I honestly hope someone is trying to make this happen, even though it'll completely kill millions of jobs. Hopefully the drivers can find new skills. The economy certainly wouldn't mind an extra 1 million programmers.


Destroying jobs with technology is one of the primary ways we've improved productivity over the past half century. I understand not everyone thinks that's a net positive, but if you're one of those people then you shouldn't try to create productivity software.

At the macro unless your name is Oracle your productivity software will reduce the number of people needed to accomplish a task. Assuming your software works of course. Patio11's main product is to replace secretaries, while improving customer retention.
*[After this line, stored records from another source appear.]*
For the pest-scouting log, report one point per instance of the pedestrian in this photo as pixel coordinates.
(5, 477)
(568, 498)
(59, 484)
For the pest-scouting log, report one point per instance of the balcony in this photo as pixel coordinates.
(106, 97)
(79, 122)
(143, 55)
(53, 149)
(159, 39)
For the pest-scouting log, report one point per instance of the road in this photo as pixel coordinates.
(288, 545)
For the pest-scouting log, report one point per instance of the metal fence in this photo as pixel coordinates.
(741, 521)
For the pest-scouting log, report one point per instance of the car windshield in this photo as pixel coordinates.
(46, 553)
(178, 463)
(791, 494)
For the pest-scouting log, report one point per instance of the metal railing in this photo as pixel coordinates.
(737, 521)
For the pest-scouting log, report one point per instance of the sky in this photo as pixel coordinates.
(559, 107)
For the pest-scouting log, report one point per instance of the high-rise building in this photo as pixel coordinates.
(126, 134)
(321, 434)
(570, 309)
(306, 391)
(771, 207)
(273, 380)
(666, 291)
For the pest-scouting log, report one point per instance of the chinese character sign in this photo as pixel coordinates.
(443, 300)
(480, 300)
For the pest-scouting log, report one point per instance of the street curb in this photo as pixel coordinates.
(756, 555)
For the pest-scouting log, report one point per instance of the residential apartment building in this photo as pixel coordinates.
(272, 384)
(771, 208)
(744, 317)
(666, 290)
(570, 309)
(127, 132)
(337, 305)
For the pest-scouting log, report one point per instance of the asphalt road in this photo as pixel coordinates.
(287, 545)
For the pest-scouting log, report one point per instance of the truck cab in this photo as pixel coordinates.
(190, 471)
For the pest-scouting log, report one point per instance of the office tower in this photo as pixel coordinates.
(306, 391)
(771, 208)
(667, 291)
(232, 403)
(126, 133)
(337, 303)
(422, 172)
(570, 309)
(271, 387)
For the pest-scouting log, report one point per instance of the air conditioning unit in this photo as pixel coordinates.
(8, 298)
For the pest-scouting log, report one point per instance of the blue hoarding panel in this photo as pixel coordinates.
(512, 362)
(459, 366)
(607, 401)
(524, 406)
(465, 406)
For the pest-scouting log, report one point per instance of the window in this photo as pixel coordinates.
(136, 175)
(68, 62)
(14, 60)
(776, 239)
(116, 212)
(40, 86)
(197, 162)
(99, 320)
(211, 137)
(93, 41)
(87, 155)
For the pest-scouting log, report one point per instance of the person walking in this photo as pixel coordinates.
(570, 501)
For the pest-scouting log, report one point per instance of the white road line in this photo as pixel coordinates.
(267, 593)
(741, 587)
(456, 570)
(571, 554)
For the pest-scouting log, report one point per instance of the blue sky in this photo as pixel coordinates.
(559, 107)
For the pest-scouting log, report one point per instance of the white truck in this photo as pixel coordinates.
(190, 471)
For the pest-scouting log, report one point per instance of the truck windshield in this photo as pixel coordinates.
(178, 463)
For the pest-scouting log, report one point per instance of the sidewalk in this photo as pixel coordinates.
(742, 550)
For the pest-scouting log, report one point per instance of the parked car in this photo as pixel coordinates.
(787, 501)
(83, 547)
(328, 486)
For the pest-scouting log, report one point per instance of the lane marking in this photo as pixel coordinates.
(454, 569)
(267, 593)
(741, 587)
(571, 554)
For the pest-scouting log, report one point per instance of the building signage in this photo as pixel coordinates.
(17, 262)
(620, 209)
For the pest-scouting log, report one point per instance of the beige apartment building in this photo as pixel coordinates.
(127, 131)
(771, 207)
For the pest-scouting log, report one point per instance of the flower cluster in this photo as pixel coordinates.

I'd be very curious to know who actually is the end-user of patio11's software. Is it really the business owner? Or is it the salon/dentist receptionist.

Because if it's the latter, then nobody lost their job - he just enabled that person to do their job better.

The reason I ask is because I started my startup http://beatrixapp.com thinking the same thing - that the end-user would be the business owner.

It turns out that only in a small number of cases is that actually true.

The main segment is still social media managers, my software makes their life easier, it doesn't replace their entire job spec and I don't think it ever will.


Is it really the business owner? Or is it the salon/dentist receptionist.

Yes.


productivity is the enemy of employment (by definition?). until man comes to terms with some basic income scheme or something.


I'd say, in general, yes, but not by definition.

One example is that you need a rare expert to do something and there are no extra unemployed experts available to you, but you have more work.

If you make the ones you have more productive, you don't reduce employment.

It is also true if there is a large fixed cost per employed person. For example, a very expensive machine.

So, you have work for another person, but can't afford the extra machine. Making the people you have more productive also does not reduce employment. It could increase employment if profit per person makes the machine more affordable, and then you can hire someone.